Im a new poster on here.
Firstly would like to thank Cyanogen and everyone here for fantastic advice.
Have had the HP Touchpad for about 4-5 months using web-os, but finally decided to take the plunge for CM9

The install was fairly simple, and worked fantastically well

The issues I found were that the gallery crashes (but I found 2 resolutions one was deleting the galler2.apk which I didnt have or reinstalling gapps which I will try tonight)

The additional zips I loaded were update-lcd_density_120-alpha0.6.zip

and changed the font to extra large and this seems okay.

I have only ever used previous versions of Android on a HTC Desire HD, and found it great.

What apps and widgets would you all recommend ? I have seen some screenshots of Touchpads that look amazing.

I think it would be handy to have one place for newbies to go to to see what recommendations for what to install first.

I love the big clock with the weather (I think it is an Asus widget but I dont know where to get that)

First thing I loaded on was stick cricket, its amazing!!

Thanks to everyone here in advance for your help & recommendations


----------



## sixohtew (Jun 14, 2011)

For Widgets I love the Asus weather widget..I don't have a link cause I'm at school but its in the forums.. I found that "wizz" has a great set of Widgets for Facebook and twitter that do the same thing as the YouTube widget and gallery widget with the overlapping cards that you swipe down on..I will post a screen shot of my homescreen to show you.. hope this helps

Sent from my cm_tenderloin using RootzWiki


----------



## sixohtew (Jun 14, 2011)

Like I said the Asus weather widget is here on the forms..just do a search for it..however you will need to follow the instructions as it calls for an app like root explorer to change the permissions..have fun that's what this is all [email protected]

Sent from my cm_tenderloin using RootzWiki


----------



## captainbhangra (Jan 31, 2012)

Many Thanks for that, looks great
Im wondering if installing that dpi thing was a good idea, as your screen looks much nicer
My icons are much smaller, and any text such as g or j or q get the bottom bit cut off.

Do you know how to change the dpi and which dpi you are using?


----------



## captainbhangra (Jan 31, 2012)

edited dumb post


----------



## 46hemi (Jan 30, 2012)

I like the Asus widget but I would like a smaller version, I guess you cant resize it. A Google search for me picked up a source for it straight away.


----------



## frog23 (Feb 1, 2012)

if you want a really amazing look to your TP, follow this and add these apps. 
I can't get ADW Launcher to work on mine but that is just me.

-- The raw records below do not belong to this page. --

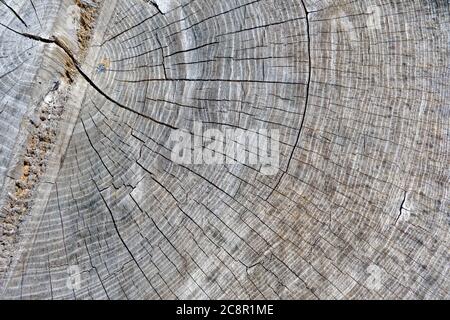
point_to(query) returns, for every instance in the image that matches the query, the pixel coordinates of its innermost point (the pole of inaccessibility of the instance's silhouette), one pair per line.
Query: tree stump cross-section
(93, 205)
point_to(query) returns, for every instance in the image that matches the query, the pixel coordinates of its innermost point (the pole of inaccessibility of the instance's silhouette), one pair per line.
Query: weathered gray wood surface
(90, 91)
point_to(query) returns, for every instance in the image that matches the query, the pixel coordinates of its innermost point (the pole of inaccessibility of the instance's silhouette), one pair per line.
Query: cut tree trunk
(93, 205)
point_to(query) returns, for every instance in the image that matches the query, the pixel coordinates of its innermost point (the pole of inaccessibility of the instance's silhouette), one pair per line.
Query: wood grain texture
(91, 90)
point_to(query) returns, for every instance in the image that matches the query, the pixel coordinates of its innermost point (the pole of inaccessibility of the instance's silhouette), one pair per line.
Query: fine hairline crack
(59, 43)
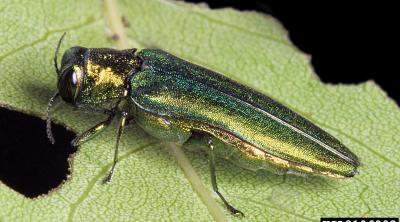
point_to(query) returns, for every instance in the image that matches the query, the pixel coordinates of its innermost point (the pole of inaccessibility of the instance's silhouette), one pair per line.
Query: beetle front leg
(121, 127)
(211, 157)
(88, 134)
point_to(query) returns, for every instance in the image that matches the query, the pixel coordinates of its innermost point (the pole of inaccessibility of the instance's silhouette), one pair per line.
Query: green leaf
(149, 184)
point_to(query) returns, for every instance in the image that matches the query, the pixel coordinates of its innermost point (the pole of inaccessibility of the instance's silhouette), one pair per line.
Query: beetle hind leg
(211, 157)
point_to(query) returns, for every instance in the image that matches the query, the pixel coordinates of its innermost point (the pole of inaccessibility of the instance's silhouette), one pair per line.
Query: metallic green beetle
(177, 101)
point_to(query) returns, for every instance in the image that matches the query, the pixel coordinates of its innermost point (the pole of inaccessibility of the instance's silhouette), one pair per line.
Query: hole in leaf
(29, 163)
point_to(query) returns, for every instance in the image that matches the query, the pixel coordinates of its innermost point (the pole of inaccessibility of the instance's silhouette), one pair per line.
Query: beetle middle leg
(122, 124)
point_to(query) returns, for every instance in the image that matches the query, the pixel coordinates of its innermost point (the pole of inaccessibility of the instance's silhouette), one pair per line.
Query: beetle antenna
(48, 118)
(56, 53)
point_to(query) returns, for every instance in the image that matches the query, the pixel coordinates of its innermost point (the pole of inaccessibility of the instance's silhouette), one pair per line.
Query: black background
(349, 43)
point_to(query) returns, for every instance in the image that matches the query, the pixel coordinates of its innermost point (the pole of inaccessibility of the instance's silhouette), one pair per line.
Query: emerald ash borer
(177, 101)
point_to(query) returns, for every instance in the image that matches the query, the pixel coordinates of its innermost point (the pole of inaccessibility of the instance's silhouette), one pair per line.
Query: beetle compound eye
(68, 84)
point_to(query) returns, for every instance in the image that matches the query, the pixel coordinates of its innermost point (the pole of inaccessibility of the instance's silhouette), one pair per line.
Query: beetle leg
(85, 136)
(211, 157)
(121, 127)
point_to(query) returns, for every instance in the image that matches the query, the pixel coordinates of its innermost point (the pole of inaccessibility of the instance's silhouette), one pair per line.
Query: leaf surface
(149, 184)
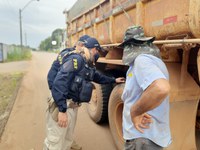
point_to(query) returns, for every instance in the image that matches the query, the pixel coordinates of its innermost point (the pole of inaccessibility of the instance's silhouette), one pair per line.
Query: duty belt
(71, 104)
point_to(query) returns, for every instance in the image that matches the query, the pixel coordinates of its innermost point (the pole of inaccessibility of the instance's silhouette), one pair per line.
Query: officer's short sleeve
(146, 71)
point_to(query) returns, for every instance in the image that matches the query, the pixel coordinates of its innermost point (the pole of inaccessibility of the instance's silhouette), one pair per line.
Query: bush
(15, 53)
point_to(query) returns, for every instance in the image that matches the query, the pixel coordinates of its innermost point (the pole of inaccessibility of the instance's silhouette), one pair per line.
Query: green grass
(9, 84)
(16, 54)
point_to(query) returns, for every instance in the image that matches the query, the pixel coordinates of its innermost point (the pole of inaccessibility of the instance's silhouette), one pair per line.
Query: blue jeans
(141, 144)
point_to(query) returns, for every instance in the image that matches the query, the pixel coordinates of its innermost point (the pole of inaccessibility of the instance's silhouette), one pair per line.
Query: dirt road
(25, 129)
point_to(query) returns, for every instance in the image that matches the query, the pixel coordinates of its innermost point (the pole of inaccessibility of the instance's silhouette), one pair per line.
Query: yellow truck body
(176, 26)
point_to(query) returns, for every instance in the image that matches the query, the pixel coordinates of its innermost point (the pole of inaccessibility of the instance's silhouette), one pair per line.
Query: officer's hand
(120, 80)
(62, 119)
(141, 122)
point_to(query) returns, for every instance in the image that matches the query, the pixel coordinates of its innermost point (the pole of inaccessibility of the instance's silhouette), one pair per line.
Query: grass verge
(9, 85)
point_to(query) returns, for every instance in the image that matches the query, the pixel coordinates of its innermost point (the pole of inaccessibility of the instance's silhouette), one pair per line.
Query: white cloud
(39, 19)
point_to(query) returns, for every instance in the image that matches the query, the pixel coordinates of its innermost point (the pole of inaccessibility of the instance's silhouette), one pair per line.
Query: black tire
(115, 110)
(98, 105)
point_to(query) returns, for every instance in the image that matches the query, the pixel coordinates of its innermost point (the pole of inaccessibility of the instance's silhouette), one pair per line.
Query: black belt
(127, 141)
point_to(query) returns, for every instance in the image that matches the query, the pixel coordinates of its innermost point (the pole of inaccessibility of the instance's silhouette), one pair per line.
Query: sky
(39, 20)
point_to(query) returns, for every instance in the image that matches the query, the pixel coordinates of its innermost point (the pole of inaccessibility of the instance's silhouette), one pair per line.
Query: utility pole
(20, 27)
(20, 22)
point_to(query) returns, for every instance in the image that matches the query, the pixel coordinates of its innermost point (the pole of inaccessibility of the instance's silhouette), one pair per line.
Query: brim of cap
(136, 40)
(101, 49)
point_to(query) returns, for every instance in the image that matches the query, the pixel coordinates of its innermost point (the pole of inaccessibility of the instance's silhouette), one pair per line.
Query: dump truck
(176, 26)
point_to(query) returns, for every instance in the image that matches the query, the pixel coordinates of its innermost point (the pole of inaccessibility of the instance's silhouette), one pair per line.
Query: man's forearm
(151, 98)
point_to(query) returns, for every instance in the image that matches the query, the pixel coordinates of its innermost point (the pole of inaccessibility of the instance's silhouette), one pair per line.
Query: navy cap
(92, 42)
(83, 38)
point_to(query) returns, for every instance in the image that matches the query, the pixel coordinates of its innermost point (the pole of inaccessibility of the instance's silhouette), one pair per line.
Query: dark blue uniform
(74, 66)
(56, 66)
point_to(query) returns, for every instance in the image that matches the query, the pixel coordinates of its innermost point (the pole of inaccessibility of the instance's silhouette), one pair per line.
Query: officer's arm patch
(75, 63)
(70, 65)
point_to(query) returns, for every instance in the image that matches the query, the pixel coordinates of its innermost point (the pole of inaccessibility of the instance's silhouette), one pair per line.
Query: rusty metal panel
(81, 6)
(160, 18)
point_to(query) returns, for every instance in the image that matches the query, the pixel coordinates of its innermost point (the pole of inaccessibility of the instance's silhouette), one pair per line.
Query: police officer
(72, 86)
(56, 66)
(57, 63)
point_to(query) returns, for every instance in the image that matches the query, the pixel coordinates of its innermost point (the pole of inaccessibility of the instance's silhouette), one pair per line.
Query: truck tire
(115, 110)
(98, 105)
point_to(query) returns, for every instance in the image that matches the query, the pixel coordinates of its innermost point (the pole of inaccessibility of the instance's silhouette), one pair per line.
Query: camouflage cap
(135, 34)
(83, 38)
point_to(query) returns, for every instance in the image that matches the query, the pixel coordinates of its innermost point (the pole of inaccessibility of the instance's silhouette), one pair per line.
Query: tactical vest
(81, 86)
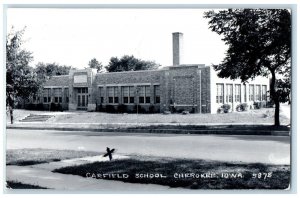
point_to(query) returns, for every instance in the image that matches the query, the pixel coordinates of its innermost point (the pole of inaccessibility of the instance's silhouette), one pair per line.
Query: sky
(74, 36)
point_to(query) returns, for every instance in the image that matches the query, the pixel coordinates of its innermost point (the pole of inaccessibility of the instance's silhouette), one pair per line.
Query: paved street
(265, 149)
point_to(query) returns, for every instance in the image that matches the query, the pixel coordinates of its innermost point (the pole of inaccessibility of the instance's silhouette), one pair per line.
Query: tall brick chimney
(177, 47)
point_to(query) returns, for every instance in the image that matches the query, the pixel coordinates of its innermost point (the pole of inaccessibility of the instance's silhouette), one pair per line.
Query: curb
(204, 131)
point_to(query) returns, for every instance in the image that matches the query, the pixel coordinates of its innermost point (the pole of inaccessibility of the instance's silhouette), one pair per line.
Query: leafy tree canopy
(95, 64)
(130, 63)
(259, 43)
(20, 78)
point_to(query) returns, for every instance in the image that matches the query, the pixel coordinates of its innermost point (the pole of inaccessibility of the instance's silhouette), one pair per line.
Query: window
(220, 93)
(57, 95)
(101, 94)
(264, 92)
(144, 94)
(156, 94)
(112, 94)
(46, 95)
(245, 93)
(237, 93)
(251, 92)
(257, 93)
(229, 93)
(128, 94)
(67, 95)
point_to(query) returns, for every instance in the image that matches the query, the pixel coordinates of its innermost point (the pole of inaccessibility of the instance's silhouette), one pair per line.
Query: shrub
(220, 110)
(193, 110)
(179, 110)
(242, 107)
(138, 108)
(152, 109)
(257, 105)
(100, 108)
(40, 106)
(110, 109)
(226, 107)
(122, 108)
(185, 112)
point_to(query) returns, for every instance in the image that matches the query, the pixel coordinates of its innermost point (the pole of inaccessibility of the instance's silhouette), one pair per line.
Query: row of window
(57, 92)
(259, 94)
(128, 94)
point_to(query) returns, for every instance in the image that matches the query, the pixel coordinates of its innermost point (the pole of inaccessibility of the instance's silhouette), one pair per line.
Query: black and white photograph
(148, 99)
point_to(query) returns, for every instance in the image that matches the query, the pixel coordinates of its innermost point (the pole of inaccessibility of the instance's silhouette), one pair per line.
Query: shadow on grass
(19, 185)
(192, 174)
(26, 157)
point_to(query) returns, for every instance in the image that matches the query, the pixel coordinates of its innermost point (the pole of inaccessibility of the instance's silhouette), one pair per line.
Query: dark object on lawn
(167, 112)
(242, 107)
(185, 112)
(109, 153)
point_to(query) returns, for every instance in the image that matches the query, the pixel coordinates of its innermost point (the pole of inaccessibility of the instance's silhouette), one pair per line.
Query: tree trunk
(11, 113)
(275, 98)
(277, 108)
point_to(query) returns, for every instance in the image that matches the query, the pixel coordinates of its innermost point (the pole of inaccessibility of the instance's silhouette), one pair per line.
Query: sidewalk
(171, 128)
(41, 175)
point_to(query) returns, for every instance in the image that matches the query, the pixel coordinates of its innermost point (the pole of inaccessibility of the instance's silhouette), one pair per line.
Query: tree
(129, 63)
(259, 43)
(95, 65)
(20, 77)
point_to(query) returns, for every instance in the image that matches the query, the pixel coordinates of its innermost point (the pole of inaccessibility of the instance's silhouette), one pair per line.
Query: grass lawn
(192, 174)
(24, 157)
(264, 115)
(19, 185)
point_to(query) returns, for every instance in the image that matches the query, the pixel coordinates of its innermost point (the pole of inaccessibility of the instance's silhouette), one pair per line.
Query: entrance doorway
(82, 98)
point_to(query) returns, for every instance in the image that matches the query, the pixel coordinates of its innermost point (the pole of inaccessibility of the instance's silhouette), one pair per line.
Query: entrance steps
(36, 118)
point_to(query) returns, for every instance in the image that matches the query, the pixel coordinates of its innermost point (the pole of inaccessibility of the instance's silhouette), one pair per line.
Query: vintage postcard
(147, 99)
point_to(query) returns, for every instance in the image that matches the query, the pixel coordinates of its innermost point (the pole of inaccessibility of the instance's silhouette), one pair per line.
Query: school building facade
(195, 88)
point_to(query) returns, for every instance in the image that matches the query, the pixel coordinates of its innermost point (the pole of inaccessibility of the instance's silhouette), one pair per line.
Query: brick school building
(194, 88)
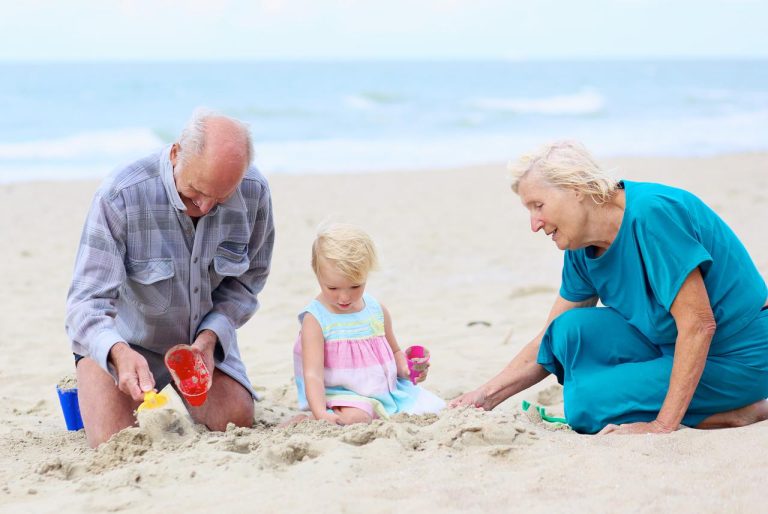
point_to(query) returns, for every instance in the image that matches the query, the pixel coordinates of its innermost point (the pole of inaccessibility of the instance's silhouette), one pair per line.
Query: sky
(114, 30)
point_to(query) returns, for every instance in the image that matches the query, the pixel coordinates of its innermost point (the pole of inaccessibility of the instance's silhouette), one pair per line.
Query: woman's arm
(313, 362)
(695, 329)
(400, 360)
(523, 371)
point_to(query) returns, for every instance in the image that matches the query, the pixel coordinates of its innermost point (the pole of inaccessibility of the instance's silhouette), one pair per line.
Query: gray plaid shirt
(144, 274)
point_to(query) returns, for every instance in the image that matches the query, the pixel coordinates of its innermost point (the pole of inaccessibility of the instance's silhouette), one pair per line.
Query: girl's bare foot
(742, 417)
(294, 420)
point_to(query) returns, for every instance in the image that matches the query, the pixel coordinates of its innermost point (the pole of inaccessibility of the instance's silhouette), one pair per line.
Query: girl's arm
(313, 361)
(400, 361)
(523, 371)
(695, 329)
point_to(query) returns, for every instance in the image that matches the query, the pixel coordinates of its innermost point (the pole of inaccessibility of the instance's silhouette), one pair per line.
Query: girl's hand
(404, 372)
(402, 365)
(474, 398)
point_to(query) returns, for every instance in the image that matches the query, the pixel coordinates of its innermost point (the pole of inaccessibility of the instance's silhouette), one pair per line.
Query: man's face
(203, 183)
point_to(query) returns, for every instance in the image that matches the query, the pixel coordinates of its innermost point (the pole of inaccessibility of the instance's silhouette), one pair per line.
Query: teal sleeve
(671, 248)
(576, 285)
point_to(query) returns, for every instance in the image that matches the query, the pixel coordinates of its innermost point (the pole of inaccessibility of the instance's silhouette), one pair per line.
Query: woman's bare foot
(742, 417)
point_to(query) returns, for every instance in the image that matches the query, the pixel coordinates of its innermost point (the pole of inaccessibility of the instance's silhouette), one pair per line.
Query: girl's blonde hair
(567, 165)
(346, 247)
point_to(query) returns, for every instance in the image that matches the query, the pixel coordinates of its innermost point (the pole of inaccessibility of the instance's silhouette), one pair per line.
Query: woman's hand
(476, 398)
(654, 427)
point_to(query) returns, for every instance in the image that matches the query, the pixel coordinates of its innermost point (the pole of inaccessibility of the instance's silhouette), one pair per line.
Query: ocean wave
(372, 99)
(85, 145)
(585, 102)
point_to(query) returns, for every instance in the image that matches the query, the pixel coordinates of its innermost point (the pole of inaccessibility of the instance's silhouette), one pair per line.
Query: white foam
(586, 101)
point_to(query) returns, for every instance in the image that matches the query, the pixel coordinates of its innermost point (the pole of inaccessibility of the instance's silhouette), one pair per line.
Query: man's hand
(205, 344)
(133, 375)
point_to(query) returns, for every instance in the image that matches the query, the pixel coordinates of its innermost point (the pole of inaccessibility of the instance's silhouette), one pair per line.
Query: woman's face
(560, 213)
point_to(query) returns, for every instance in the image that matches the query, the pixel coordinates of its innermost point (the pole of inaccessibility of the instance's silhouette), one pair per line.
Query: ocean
(66, 121)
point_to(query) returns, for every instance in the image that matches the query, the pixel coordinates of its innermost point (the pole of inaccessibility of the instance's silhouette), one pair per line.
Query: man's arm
(98, 273)
(235, 300)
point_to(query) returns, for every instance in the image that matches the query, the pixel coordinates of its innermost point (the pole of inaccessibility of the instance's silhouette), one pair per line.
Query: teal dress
(615, 361)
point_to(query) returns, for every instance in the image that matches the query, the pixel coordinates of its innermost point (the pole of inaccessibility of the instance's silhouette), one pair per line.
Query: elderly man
(175, 249)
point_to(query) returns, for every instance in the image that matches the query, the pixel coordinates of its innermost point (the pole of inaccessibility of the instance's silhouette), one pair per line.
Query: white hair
(567, 165)
(192, 139)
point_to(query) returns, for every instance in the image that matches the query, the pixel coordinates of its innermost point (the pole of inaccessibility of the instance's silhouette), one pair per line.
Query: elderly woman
(683, 336)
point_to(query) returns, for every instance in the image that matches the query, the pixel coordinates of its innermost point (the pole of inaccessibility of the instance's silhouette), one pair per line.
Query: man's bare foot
(742, 417)
(294, 420)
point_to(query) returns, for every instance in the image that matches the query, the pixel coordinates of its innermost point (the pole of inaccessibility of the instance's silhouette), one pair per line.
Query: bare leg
(104, 408)
(348, 415)
(228, 402)
(744, 416)
(351, 415)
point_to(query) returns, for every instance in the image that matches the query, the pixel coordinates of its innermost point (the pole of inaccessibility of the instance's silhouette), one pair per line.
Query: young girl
(348, 365)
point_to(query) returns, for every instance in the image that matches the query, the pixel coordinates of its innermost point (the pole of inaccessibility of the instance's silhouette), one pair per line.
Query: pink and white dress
(360, 369)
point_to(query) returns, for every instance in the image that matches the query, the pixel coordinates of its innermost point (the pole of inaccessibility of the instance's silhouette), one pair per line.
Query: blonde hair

http://forum.xda-developers.com/showthread.php?t=1232359


----------



## Zzed (Oct 20, 2011)

Just a few suggestions of things I like to load on android:
Overclock widget - free overclocker with simple features. I'm running at 1.512 GHz
ES file explorer - a solid and free file browser
Amazon apps store - free app of the day
Getjar - another free source of apps.

Did I mention free?

Sent from my ICS Touchpad using Tapatalk


----------



## TouchpadBoss (Jan 19, 2012)

sixohtew said:


> Like I said the Asus weather widget is here on the forms..just do a search for it..however you will need to follow the instructions as it calls for an app like root explorer to change the permissions..have fun that's what this is all [email protected]
> 
> Sent from my cm_tenderloin using RootzWiki


whats that clock you got on your homescreen?


----------



## sixohtew (Jun 14, 2011)

its beautiful widgets 4x2 clock. i just changed the theme to not include the weather lol


----------



## sixohtew (Jun 14, 2011)

captainbhangra said:


> Many Thanks for that, looks great
> Im wondering if installing that dpi thing was a good idea, as your screen looks much nicer
> My icons are much smaller, and any text such as g or j or q get the bottom bit cut off.
> 
> Do you know how to change the dpi and which dpi you are using?


i just followed the original instructions on the op of the cm9 page.. i think i set it to 120 but im not sure..


----------